She could go on like this for years. Or she could die tomorrow. Of course, that’s true of all of us. Life is far less certain than we would like to believe. We hedge ourselves about with calendars, plans, and timetables in an attempt to pin some predictability onto our lives, even though it could all evaporate in a puff of smoke at any moment. But the human brain is very good at inhabiting its self-created patterns and not looking outside itself to the terrifying possibilities of tomorrow.

“How we envy you, envy you! Lucky humans, who can close your minds to the endless deeps of space! You have this thing you call… boredom? That is the rarest talent in the universe! We heard a song — it went ‘Twinkle twinkle little star….’ What power! What wondrous power! You can take a billion trillion tons of flaming matter, a furnace of unimaginable strength, and turn it into a little song for children! You build little worlds, little stories, little shells around your minds, and that keeps infinity at bay and allows you to wake up in the morning without screaming!”  

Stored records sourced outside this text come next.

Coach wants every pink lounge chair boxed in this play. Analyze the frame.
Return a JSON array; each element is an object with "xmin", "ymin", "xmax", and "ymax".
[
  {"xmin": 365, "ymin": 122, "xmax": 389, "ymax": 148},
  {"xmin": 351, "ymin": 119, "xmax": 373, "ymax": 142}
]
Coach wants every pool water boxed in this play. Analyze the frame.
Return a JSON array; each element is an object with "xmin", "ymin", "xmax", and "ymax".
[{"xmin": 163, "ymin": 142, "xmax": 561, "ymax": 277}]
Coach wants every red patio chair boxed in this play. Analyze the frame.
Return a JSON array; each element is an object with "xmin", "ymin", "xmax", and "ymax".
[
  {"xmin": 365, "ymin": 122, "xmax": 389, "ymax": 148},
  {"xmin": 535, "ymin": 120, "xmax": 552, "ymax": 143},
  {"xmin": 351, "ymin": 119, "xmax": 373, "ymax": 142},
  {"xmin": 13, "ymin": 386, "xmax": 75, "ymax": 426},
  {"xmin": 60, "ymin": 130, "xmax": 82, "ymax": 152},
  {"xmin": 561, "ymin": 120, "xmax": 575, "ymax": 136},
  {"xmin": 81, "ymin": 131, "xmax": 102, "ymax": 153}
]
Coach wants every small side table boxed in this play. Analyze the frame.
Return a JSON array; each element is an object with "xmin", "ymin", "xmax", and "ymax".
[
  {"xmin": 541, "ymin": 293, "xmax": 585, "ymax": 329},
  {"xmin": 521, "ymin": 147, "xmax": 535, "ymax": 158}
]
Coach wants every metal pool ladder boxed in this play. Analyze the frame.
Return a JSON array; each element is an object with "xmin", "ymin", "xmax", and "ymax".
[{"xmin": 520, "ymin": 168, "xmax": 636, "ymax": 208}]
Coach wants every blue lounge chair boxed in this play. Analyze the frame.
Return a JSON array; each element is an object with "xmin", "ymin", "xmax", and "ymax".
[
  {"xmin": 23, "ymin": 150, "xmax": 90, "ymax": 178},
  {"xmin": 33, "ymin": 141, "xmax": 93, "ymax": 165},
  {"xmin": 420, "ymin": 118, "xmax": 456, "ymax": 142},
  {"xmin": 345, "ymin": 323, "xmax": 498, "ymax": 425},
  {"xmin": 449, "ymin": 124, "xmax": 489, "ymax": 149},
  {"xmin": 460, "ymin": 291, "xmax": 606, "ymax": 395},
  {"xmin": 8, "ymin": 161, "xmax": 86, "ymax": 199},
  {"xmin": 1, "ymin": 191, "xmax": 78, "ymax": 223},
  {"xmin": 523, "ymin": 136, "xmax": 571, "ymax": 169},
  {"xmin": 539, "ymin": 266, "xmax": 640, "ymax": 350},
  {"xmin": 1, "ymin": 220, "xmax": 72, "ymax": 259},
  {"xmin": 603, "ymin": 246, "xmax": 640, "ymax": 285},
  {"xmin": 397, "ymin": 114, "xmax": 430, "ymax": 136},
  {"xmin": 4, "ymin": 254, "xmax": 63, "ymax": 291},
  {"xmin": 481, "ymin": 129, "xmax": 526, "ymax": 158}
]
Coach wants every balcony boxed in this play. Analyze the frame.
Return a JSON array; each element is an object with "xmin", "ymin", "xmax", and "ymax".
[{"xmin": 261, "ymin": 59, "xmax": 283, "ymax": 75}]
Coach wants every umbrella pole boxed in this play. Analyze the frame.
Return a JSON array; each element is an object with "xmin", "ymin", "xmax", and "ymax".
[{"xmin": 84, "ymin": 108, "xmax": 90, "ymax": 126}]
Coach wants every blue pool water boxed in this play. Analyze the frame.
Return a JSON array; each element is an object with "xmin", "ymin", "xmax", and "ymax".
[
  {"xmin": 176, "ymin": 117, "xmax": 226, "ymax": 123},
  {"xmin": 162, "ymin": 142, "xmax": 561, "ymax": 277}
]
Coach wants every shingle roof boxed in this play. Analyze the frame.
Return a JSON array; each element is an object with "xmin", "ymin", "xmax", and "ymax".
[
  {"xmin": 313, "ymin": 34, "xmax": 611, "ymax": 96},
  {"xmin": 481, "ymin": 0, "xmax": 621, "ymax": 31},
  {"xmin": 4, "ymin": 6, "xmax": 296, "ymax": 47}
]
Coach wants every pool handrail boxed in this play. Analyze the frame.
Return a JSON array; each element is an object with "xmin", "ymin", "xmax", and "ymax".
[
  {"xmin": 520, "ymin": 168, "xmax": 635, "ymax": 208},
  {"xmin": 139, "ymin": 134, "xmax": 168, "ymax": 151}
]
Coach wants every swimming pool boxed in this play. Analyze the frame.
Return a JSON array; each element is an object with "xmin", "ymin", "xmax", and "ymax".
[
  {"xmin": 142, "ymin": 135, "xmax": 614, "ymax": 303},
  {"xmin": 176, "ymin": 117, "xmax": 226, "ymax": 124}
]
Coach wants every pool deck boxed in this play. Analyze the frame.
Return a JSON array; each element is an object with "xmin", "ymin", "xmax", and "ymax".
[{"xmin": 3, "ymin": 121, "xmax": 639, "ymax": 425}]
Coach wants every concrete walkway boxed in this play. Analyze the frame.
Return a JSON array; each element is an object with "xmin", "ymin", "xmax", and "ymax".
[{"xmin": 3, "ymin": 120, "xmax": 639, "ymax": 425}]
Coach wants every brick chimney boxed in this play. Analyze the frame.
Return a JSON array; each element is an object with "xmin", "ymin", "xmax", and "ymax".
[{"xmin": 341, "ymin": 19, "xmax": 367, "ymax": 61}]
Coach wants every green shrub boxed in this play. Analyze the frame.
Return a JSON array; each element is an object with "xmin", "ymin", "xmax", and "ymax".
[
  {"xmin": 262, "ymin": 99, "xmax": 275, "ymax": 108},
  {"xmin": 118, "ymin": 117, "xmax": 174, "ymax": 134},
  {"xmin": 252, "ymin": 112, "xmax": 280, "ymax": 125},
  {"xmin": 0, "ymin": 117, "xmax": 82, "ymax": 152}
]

Terry Pratchett, A Hat Full of Sky.

Dementia forces those shells open, and breaks them into pieces. Dementia is the reason you wake up screaming. Dementia keeps dragging you back to ceaseless, merciless awareness that today, tomorrow, or next week could be a catastrophic crisis. A shocking new fall downwards. A crisis whose shape you can only guess at. A crisis that you can see coming but can’t possibly prepare for.

How do we look away from that crisis and go on with the day? How do we stop flinching every time the phone rings, and dreading what we will see when we open her door? How do we grieve for the loss of our mother while keeping her alive as best we can?

There are no answers here. Only questions we can’t bear to ask.